8.7.2 Grouping Digits
Long numbers can be hard to read if they have too many digits. For
example, the factorial of 30 is 33 digits long! Press `d g'
(`calc-group-digits') to enable "grouping" mode, in which digits are
displayed in clumps of 3 or 4 (depending on the current radix)
separated by commas.
The `d g' command toggles grouping on and off. With a numerix
prefix of 0, this command displays the current state of the grouping
flag; with an argument of minus one it disables grouping; with a
positive argument `N' it enables grouping on every `N' digits. For
floating-point numbers, grouping normally occurs only before the
decimal point. A negative prefix argument `-N' enables grouping every
`N' digits both before and after the decimal point.
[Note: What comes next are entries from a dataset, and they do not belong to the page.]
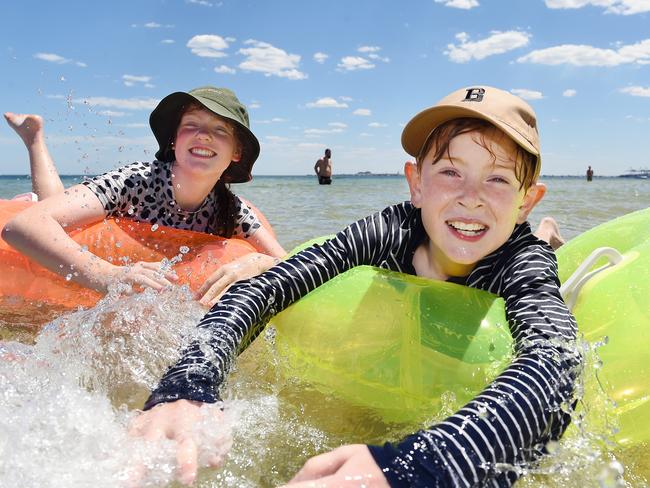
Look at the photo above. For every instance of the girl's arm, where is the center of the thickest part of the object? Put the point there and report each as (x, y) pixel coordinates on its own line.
(45, 178)
(39, 233)
(269, 253)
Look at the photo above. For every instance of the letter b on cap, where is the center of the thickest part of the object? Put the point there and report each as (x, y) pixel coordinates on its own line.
(474, 95)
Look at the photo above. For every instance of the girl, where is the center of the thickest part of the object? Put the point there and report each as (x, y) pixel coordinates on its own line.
(205, 143)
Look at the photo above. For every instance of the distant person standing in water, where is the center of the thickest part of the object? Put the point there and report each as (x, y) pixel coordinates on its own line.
(323, 169)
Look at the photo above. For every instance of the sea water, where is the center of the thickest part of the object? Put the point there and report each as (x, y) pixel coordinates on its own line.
(69, 393)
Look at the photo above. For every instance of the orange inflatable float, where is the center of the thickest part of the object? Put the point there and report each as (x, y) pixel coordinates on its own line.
(120, 241)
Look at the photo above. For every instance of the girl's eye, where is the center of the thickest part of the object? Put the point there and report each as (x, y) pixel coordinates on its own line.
(499, 179)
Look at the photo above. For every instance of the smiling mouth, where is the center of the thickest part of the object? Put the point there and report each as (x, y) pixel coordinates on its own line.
(204, 153)
(467, 229)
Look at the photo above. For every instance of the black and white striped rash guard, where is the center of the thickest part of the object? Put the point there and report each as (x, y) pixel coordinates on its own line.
(486, 441)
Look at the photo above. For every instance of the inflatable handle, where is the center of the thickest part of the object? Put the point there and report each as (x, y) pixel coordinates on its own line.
(571, 287)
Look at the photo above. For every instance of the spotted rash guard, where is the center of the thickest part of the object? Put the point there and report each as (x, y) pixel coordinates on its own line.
(486, 441)
(143, 191)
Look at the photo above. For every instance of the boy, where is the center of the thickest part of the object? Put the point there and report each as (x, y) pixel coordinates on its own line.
(478, 160)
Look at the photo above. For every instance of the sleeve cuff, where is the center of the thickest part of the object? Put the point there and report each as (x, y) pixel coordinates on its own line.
(170, 391)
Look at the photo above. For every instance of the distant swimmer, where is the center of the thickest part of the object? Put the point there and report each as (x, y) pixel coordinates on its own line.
(323, 168)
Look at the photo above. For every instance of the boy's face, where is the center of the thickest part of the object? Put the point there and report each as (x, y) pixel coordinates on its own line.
(205, 144)
(470, 202)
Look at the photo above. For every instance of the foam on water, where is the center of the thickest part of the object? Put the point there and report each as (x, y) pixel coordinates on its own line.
(66, 403)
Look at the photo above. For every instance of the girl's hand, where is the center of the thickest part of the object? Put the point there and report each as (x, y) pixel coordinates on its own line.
(240, 269)
(348, 466)
(28, 127)
(139, 275)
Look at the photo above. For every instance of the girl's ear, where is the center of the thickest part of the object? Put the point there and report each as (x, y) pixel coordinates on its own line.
(532, 197)
(237, 153)
(413, 179)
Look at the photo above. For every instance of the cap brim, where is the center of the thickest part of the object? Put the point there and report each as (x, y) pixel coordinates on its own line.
(417, 131)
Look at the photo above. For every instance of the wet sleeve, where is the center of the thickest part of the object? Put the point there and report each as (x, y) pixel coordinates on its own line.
(120, 190)
(489, 440)
(242, 313)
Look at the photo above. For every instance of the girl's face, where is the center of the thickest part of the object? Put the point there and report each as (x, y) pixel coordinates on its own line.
(470, 200)
(205, 144)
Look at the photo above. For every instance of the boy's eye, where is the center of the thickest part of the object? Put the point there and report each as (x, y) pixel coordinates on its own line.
(449, 172)
(499, 179)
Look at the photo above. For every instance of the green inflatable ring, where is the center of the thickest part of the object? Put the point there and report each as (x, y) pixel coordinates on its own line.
(398, 344)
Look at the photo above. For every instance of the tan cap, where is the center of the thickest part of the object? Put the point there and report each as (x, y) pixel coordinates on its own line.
(503, 109)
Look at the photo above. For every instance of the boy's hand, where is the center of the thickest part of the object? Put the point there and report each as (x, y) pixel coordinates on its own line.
(178, 421)
(240, 269)
(348, 466)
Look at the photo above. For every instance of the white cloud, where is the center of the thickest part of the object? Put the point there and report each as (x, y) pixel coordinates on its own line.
(497, 43)
(131, 80)
(270, 60)
(276, 139)
(377, 57)
(353, 63)
(208, 46)
(637, 91)
(56, 59)
(619, 7)
(271, 121)
(223, 69)
(463, 4)
(584, 55)
(369, 49)
(112, 113)
(120, 103)
(327, 102)
(317, 132)
(528, 94)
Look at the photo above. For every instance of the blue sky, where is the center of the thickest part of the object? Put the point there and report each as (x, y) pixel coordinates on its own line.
(341, 74)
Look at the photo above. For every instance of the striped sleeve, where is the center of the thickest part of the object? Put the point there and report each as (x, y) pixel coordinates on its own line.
(241, 313)
(507, 425)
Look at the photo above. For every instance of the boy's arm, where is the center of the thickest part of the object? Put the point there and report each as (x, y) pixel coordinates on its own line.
(513, 419)
(243, 311)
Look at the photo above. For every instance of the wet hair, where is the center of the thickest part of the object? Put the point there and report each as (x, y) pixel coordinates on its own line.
(223, 219)
(440, 138)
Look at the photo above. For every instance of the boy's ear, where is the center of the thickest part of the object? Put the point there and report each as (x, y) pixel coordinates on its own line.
(413, 179)
(533, 196)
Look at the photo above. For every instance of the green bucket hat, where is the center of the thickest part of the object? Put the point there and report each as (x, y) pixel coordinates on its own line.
(165, 118)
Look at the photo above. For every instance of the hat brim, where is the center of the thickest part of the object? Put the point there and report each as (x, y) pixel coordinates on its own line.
(417, 130)
(164, 121)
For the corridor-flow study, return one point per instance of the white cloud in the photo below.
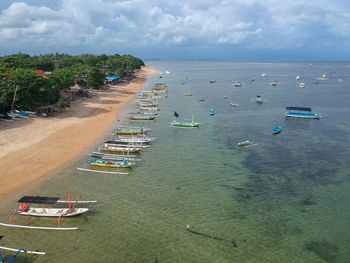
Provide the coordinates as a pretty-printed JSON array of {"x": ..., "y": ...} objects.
[{"x": 255, "y": 24}]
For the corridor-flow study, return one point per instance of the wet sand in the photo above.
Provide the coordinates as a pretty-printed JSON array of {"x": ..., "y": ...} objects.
[{"x": 30, "y": 149}]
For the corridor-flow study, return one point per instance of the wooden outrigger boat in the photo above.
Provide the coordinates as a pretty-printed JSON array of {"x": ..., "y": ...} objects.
[
  {"x": 110, "y": 161},
  {"x": 133, "y": 139},
  {"x": 246, "y": 144},
  {"x": 177, "y": 124},
  {"x": 144, "y": 117},
  {"x": 130, "y": 130},
  {"x": 46, "y": 211},
  {"x": 113, "y": 146},
  {"x": 18, "y": 250},
  {"x": 115, "y": 157},
  {"x": 277, "y": 129},
  {"x": 159, "y": 86},
  {"x": 300, "y": 114}
]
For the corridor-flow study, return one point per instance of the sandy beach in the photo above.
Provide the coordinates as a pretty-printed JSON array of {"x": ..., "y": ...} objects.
[{"x": 30, "y": 149}]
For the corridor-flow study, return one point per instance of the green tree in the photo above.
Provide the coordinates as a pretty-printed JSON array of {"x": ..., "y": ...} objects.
[
  {"x": 33, "y": 90},
  {"x": 62, "y": 78},
  {"x": 95, "y": 78}
]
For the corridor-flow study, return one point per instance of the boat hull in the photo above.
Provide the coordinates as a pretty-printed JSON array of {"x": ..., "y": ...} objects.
[
  {"x": 302, "y": 115},
  {"x": 184, "y": 124},
  {"x": 112, "y": 164},
  {"x": 53, "y": 212}
]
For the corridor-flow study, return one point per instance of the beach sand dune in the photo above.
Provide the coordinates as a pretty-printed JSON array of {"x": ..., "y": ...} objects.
[{"x": 32, "y": 148}]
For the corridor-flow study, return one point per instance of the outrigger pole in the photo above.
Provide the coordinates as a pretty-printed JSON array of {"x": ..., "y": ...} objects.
[
  {"x": 22, "y": 251},
  {"x": 39, "y": 227}
]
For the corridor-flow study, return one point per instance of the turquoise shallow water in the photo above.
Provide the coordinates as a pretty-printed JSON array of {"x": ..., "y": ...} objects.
[{"x": 284, "y": 200}]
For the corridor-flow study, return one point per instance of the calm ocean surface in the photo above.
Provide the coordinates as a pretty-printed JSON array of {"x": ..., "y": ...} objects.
[{"x": 284, "y": 200}]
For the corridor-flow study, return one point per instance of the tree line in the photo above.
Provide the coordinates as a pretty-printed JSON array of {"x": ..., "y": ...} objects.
[{"x": 33, "y": 90}]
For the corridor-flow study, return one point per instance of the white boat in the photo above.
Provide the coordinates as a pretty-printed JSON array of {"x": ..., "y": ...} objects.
[
  {"x": 52, "y": 212},
  {"x": 324, "y": 77},
  {"x": 134, "y": 139},
  {"x": 113, "y": 147},
  {"x": 26, "y": 209}
]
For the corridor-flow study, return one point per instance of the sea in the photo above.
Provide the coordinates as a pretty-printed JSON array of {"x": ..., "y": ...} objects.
[{"x": 195, "y": 195}]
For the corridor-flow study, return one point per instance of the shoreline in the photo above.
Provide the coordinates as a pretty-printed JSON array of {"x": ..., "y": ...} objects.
[{"x": 31, "y": 149}]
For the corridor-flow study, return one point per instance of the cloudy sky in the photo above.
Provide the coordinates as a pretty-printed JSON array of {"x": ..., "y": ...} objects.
[{"x": 182, "y": 29}]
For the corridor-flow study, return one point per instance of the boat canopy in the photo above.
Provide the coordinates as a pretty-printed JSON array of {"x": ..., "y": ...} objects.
[
  {"x": 298, "y": 108},
  {"x": 39, "y": 200}
]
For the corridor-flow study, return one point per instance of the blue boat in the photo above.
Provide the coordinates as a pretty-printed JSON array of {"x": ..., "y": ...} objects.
[
  {"x": 277, "y": 129},
  {"x": 299, "y": 112}
]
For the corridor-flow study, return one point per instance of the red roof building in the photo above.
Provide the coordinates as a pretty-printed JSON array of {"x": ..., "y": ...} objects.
[{"x": 41, "y": 73}]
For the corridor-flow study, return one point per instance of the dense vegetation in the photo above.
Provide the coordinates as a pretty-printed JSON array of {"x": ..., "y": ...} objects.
[{"x": 33, "y": 90}]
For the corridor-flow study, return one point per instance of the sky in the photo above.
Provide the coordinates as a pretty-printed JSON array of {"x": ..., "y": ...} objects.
[{"x": 241, "y": 30}]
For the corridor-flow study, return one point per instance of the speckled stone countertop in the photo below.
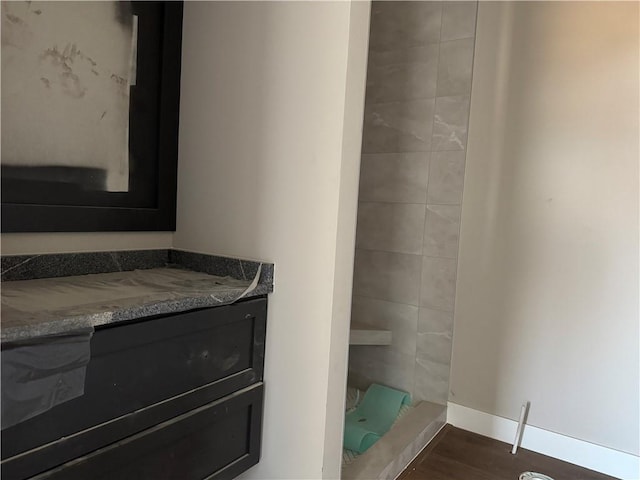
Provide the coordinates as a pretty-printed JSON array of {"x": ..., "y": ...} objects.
[{"x": 40, "y": 307}]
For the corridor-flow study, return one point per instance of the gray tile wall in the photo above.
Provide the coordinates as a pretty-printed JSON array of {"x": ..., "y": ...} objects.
[{"x": 411, "y": 177}]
The `d ,' (`calc-group-char') command allows you to choose any
character as the grouping separator. The default is the comma
character. If you find it difficult to read vectors of large integers
grouped with commas, you may wish to use spaces or some other character
instead. This command takes the next character you type, whatever it
is, and uses it as the digit separator. As a special case, `d , \'
selects `\,' (TeX's thin-space symbol) as the digit separator.
Please note that grouped numbers will not generally be parsed
correctly if re-read in textual form, say by the use of `M-# y' and
`M-# g'. (Note: Kill and Yank, for details on these commands.) One
exception is the `\,' separator, which doesn't interfere with parsing
because it is ignored by TeX language mode.